Newspaper Horoscopes: Premium Disappointment

Horoscopes, who doesn’t get a kick out of reading them? The other day one of my friends, Hairdevil Pennysworth, brought in two newspapers. These weren’t the kind that are desperately thrust into hands at train stations with the promise of going home once the stock is depleted. These were of the rare kind that are desperately thrust into hands at train stations, but other schmoes had to pay money for. That’s right! Hairdevil Pennysworth brought in real newspapers that he didn’t have to pay a dime for.

We have a faux-tradition in the cube, where we sporadically read the horoscopes out loud. All while having fun bending and forcing something into being explained by the horoscope. Plus, it’s always a good time to know how far off they are. None of us are believers. However, we all believed that reading ‘scopes from premium newspapers was going to be quite the experience. With this much money, these ‘scopeists must have a direct line to Jupiter, Hell, or wherever?
Instead, something else happened. Something that left me with a negative feeling, a case of the Williams. It was kind of like when I was a kid around Christmas time and I would see two Santa Clauses in the same day. That always threw me for a loop. Made me question the big man’s existence. Why was one skinnier than the other, why did one have a fake beard, and why did one look cheap? My parents tapped danced around many questions like this.
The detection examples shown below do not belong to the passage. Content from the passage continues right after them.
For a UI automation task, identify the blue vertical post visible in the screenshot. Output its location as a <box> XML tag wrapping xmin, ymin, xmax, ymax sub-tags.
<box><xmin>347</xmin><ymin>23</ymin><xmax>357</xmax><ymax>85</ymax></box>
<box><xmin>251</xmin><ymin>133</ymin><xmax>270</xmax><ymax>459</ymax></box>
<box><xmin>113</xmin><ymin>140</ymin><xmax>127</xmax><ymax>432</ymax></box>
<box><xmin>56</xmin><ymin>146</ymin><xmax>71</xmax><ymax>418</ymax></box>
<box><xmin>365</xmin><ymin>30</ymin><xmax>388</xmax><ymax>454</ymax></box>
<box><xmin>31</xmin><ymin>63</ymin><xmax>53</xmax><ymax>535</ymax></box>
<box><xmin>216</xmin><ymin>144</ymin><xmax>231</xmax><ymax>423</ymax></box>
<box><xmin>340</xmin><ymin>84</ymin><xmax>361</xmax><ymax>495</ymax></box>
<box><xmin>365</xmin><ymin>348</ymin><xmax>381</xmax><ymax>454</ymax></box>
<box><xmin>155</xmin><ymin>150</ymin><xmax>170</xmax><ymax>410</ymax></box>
“Tonight the sex will be abundant!” One of horoscope columns said. “So much passion you better wear cargo pants to carry it all!” While the other was all, “Finances, jobs and education.” Clearly the former was more fun to read. Regardless, how could there be such a huge discrepancy in the horoscopes? How could one see us having tons of passionate sex – separately, in our respective private lives? While at the same time the other was seeing us going back to school, experiencing career growth, and retooling our finances.  Are the stars that far out of unalignment? How could the heavens be so withholding of secrets?

What are people who enjoy horoscopes, who believe them, supposed to do? Just pick the nutter who sews theirs oats and turns their knobs? If knob turning isn’t their thing do they go with the milder and more finance and career aligned astrologist? Do they throw caution to the wind and mix both together and become a stripper who dresses as a teacher or investment banker?

If anyone has any insight, please let me know.